Memory devices incorporating a PCM are generally non-volatile and capable of high read and write speeds. Furthermore, phase change materials may be incorporated into a variety of devices and architectures, such as solid-state crosspoint arrays, in which the state of each cell is determined by measuring its resistance. In a crosspoint array, the cell size can approach approximately 4F2 (where “F” stands for “feature”, e.g., the minimum resolvable lithographic feature), which is the minimum cell size that can be effectively addressed by electrical interconnects for a two interconnect level design. In view of their high-speed performance and non-volatile nature, PCM memory devices have the potential to compete with existing memory devices. For solid state memory devices, one desired parameter of the PCM is relatively high resistivity in both the amorphous and crystalline states. High resistivities lead to a high voltage drop and higher power deposition for a given current pulse, which in turn means less current is required to switch the cell from the crystalline state to the amorphous state (and vice versa).
In addition to being suitable for use as the storage medium in solid-state memory devices, phase change materials may also serve as the storage medium in optical storage disks and scanning probe microscopy-based devices. For optical storage devices, a large change in reflectivity between the amorphous and crystalline phases is needed for optimum disk performance. Every kind of PCM-based memory device preferably includes a PCM having an amorphous phase that is highly stable against crystallization at elevated temperatures, since memory devices may need to operate at temperatures of 90-100° C. for long periods of time.

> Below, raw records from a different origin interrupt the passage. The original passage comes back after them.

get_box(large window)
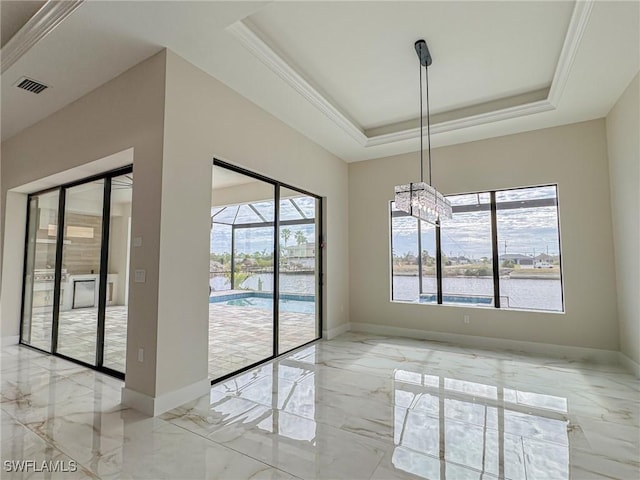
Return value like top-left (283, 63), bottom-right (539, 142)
top-left (390, 185), bottom-right (563, 312)
top-left (390, 206), bottom-right (436, 304)
top-left (440, 193), bottom-right (494, 307)
top-left (496, 186), bottom-right (563, 311)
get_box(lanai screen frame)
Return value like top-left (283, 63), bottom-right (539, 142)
top-left (212, 198), bottom-right (318, 291)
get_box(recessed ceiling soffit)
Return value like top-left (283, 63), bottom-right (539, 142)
top-left (226, 1), bottom-right (594, 149)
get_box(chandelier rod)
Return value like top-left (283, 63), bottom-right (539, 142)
top-left (425, 63), bottom-right (432, 187)
top-left (419, 59), bottom-right (424, 184)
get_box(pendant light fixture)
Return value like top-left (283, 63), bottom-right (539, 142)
top-left (394, 39), bottom-right (452, 225)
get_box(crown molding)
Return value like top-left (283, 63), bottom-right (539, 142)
top-left (548, 0), bottom-right (595, 107)
top-left (1, 0), bottom-right (85, 74)
top-left (366, 100), bottom-right (555, 147)
top-left (227, 20), bottom-right (368, 146)
top-left (228, 0), bottom-right (593, 149)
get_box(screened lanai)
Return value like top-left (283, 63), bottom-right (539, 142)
top-left (211, 196), bottom-right (317, 289)
top-left (208, 162), bottom-right (322, 382)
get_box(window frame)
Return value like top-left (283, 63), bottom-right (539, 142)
top-left (390, 184), bottom-right (565, 313)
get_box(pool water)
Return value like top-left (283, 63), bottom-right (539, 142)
top-left (222, 296), bottom-right (316, 315)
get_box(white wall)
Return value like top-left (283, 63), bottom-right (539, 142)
top-left (163, 51), bottom-right (350, 340)
top-left (606, 73), bottom-right (640, 367)
top-left (349, 119), bottom-right (619, 352)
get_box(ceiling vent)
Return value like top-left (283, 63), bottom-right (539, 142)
top-left (16, 77), bottom-right (48, 94)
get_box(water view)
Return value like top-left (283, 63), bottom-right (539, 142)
top-left (210, 272), bottom-right (316, 295)
top-left (393, 275), bottom-right (563, 311)
top-left (212, 272), bottom-right (563, 312)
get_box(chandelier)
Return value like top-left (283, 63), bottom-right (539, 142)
top-left (394, 40), bottom-right (452, 225)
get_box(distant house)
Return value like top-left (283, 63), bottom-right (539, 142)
top-left (285, 242), bottom-right (315, 259)
top-left (534, 253), bottom-right (559, 263)
top-left (449, 256), bottom-right (472, 265)
top-left (500, 254), bottom-right (534, 266)
top-left (284, 242), bottom-right (316, 269)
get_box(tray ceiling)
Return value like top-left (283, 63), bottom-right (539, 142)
top-left (1, 1), bottom-right (638, 162)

In general, the desirable properties of a PCM include high resistivity (especially in the crystalline phase to reduce the RESET current, if a solid state device is being used) and a high transition temperature to enhance thermal stability. What would be particularly advantageous for good solid-state PCM cell performance is a resistivity in the crystalline state of around 0.1 Ohm-cm, an on/off ratio larger than 100 (with this ratio being defined as the resistivity in the amorphous state to that in the crystalline state), a transition temperature above 150° C. (preferably in the 250-300° C. range for good thermal stability), and a crystallization time less than 100 ns. The present invention satisfies these requirements.